Devrimin ardından, 1980 yılındaki ilk milletvekili seçimlerinde İslâmi İrşad ve Kültür Bakanlığı kurulur. Başına, sonra İran’ın cumhurbaşkanı olacak olan Muhammed Hâtemî getirilir. Hâtemî’nin Avrupa’daki kültürel görevleri, felsefe ve sanatla ilişkisi yeniden inşa edilecek olan devletin ideolojik propaganda ayağını sağlamlaştırır. Humeynî 1979 öncesinde yazdığı Keşfü’l-Esrar adlı kitabında sinemayı kötülüğün ve yozlaşmanın sorumlusu olarak gösterirken, devrim sonrasında kaleme aldığı Beheşte Zehra adlı kitabında “Biz sinemaya, radyoya ya da televizyona karşı değiliz. Sinema modern bir icat olarak insanların eğitimi yararına kullanılması gereken bir araçtır. Oysa bildiğiniz gibi gençlerimizi zehirlemek için kullanılmıştır. Bizim karşı olduğumuz budur” diyerek “bir filmin tesirinin yüz cilt kitap ve dergiden daha fazla” olduğunu savunur.
Humeynî sinemaları yasaklamak yerine yeni rejimin propagandasının yapılabilmesi için yatırımların önünü açar. Çekilecek filmler için bir sansür kurulu oluşturulur.
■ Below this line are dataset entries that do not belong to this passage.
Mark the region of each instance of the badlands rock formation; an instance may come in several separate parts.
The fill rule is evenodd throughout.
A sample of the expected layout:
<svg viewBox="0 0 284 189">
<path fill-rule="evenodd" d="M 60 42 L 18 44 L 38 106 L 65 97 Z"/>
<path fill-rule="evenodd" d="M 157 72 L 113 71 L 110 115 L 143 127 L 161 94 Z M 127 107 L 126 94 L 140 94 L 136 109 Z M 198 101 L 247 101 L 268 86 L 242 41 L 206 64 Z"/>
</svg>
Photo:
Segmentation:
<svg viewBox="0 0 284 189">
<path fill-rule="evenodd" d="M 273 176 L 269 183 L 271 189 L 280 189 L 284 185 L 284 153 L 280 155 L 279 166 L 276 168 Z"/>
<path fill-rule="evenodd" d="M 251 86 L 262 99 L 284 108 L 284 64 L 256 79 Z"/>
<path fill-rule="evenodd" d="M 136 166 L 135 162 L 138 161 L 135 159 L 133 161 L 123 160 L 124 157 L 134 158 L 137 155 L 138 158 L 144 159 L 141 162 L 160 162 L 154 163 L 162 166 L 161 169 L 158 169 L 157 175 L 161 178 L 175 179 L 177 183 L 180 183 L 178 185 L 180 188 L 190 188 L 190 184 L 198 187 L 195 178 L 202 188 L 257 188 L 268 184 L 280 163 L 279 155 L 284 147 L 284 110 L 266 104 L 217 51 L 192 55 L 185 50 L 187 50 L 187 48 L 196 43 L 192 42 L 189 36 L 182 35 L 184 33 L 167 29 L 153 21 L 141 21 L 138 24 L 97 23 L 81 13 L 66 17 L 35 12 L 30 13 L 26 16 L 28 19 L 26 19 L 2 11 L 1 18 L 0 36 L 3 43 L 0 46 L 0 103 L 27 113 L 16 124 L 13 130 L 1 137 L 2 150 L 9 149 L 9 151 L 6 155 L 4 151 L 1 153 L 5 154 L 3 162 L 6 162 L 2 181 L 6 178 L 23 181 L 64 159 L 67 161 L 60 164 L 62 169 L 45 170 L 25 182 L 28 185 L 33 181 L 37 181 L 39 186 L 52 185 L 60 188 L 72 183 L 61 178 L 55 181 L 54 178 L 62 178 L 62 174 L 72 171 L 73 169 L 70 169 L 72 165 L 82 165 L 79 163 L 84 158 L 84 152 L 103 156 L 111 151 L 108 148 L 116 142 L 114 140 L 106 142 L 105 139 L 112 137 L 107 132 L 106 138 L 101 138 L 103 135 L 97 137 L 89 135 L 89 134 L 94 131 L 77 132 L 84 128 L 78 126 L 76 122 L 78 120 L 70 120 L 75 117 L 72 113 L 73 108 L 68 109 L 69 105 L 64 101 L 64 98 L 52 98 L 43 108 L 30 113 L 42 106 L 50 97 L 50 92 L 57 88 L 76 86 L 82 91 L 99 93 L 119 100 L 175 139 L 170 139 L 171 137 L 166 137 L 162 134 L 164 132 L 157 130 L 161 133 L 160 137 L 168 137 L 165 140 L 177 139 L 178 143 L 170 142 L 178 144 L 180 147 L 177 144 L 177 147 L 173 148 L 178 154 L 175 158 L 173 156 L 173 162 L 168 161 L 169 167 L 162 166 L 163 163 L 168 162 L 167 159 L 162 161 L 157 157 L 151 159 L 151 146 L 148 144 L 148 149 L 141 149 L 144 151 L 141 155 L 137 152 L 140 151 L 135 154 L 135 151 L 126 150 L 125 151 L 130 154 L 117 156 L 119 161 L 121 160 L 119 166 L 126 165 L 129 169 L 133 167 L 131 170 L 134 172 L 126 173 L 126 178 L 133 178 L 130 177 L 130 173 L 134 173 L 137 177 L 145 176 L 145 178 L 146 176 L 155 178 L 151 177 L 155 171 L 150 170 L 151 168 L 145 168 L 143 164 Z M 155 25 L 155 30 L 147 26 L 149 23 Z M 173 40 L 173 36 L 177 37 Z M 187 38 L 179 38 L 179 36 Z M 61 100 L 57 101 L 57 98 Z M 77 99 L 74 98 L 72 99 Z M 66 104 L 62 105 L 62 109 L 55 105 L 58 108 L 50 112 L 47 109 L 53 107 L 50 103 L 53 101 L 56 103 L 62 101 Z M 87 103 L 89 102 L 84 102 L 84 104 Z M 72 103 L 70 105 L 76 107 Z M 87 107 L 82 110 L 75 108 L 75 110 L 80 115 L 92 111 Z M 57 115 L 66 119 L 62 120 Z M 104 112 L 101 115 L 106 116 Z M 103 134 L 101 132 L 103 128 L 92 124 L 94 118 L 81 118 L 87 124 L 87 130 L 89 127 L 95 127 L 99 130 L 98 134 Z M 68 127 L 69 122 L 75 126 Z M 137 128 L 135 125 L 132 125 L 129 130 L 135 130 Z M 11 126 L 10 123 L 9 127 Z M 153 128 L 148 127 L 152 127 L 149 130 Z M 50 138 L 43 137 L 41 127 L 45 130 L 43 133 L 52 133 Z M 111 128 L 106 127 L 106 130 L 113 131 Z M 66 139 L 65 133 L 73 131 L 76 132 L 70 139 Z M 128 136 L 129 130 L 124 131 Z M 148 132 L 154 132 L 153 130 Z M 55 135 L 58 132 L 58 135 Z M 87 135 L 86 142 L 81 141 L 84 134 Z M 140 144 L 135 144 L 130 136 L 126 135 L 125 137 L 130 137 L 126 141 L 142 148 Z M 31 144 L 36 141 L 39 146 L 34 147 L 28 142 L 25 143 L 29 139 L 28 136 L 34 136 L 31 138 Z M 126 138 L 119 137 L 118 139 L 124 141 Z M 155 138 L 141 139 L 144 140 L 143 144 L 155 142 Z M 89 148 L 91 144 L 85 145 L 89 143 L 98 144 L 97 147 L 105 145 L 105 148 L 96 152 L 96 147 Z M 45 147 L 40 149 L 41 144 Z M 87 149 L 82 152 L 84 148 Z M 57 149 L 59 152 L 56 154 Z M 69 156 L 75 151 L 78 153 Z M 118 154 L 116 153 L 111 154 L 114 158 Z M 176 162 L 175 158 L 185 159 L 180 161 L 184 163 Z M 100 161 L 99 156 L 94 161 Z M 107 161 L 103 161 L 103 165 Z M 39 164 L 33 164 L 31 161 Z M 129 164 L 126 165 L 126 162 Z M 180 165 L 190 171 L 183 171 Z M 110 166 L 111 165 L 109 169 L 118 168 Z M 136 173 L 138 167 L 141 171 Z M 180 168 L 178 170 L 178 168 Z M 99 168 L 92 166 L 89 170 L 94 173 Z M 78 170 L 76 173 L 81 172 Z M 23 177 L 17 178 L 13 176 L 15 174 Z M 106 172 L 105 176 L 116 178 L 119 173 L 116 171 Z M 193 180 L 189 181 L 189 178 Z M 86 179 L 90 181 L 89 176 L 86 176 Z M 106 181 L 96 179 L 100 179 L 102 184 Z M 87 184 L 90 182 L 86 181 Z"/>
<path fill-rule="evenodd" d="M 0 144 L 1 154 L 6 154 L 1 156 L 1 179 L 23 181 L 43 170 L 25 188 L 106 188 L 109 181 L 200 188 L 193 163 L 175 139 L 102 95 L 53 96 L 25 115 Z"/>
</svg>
Ne var ki 1980 sonrası İran sinemasına baktığımızda, Şah döneminde de filmleriyle muhalif olan Abbas Kiyarüstami, Daryuş Mehrcûyî, Emir Naderî, Behram Beyzâyî gibi yeni dalganın usta yönetmenlerinin sansürün üstesinden gelerek, yeni metaforik bir dille eleştirilerini dile getirmeye devam ettiklerini görürüz. Şah döneminde ithal edilen yabancı filmlerin çokluğu nedeniyle zayıflayan yerli film sektörü, rejim değişimi sonrasında ithal filmlere uygulanan ambargonun ardından üretimlerini arttırarak yola devam eder.